Recent government efforts to boost job creation include improvements in regulations to make it easier to start and operate a business. In this regard, Nigeria improved its ranking in the Doing Business index from 169th in the world in 2017 to 131st in 2019.
Other efforts include the recent launch of the Central Portal for Government Services (www.services.gov.ng), which aims to increase transparency and also support the development of the digital economy.
Shubham Chaudhuri, The World Bank Country Director for Nigeria noted that “reforms would help achieve faster, more inclusive, and sustained growth with jobs”, said “Building on recent efforts, going forward we recommend actions in priority areas, including increasing fiscal revenues and improving the quality of spending to manage oil-sector volatility, investing in much-needed human capital and infrastructure, and improving the business climate to unlock private investment and tackle Nigeria’s jobs challenge.”
According to him, “investing in people and removing barriers that make it difficult for new firms to compete and grow will encourage entrepreneurship and innovation, spur job growth, and ultimately reduce poverty.”
The report also predicted that Nigeria’s economy though still recovering from the 2016 recession, will grow by 2.1 percent in 2020-2021.
This growth outlook the World Bank said “is vulnerable to external and domestic risks, including geopolitical and trade tensions that may affect inflows of private investment.”
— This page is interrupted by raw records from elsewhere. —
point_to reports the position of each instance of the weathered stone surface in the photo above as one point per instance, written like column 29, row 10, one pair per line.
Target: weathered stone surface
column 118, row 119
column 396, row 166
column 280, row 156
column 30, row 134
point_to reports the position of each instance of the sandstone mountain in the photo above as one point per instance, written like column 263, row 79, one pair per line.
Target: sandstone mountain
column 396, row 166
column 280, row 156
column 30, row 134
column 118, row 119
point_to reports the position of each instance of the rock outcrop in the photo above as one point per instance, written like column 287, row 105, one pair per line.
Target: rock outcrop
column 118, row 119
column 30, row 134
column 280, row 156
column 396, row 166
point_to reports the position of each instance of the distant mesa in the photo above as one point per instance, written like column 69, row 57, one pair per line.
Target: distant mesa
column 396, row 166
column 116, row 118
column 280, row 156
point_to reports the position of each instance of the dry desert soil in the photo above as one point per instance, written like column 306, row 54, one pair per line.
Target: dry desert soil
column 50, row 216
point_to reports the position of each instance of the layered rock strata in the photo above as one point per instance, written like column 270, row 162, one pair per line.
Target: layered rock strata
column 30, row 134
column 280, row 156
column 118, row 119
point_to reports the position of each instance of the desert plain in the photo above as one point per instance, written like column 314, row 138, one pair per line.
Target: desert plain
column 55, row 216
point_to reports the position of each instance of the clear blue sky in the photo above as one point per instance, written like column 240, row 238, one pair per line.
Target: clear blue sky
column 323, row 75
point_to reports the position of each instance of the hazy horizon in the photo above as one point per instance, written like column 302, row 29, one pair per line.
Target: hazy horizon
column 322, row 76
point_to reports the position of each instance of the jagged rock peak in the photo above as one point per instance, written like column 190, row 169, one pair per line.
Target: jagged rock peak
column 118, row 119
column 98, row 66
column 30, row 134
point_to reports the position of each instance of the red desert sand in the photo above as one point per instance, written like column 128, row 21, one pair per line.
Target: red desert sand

The Bank lamented that “with population growth estimated at 2.6 percent thus outpacing economic growth, per capita incomes are falling.”
The report cautioned that, “Nigeria has the opportunity to advance reforms to mitigate these risks amid growing public demand for greater economic opportunities.”
In the trade area, government’s signing of the Africa Continental Free Trade Area (AfCFTA) agreement in July 2019 the report says, signals that “Nigeria is now more willing to become a driver of continental growth and integration. The government has also taken measures to enhance social protection systems.”
The report discusses ways to boost the productivity and resilience of the Nigerian economy, including leveraging trade integration to harness the benefits of the Africa Continental Free Trade Area; improving the efficiency of spending in education; monitoring the impact of conflict to protect the poor and vulnerable; and leveraging digital technologies to diversify the economy and create jobs for young workers.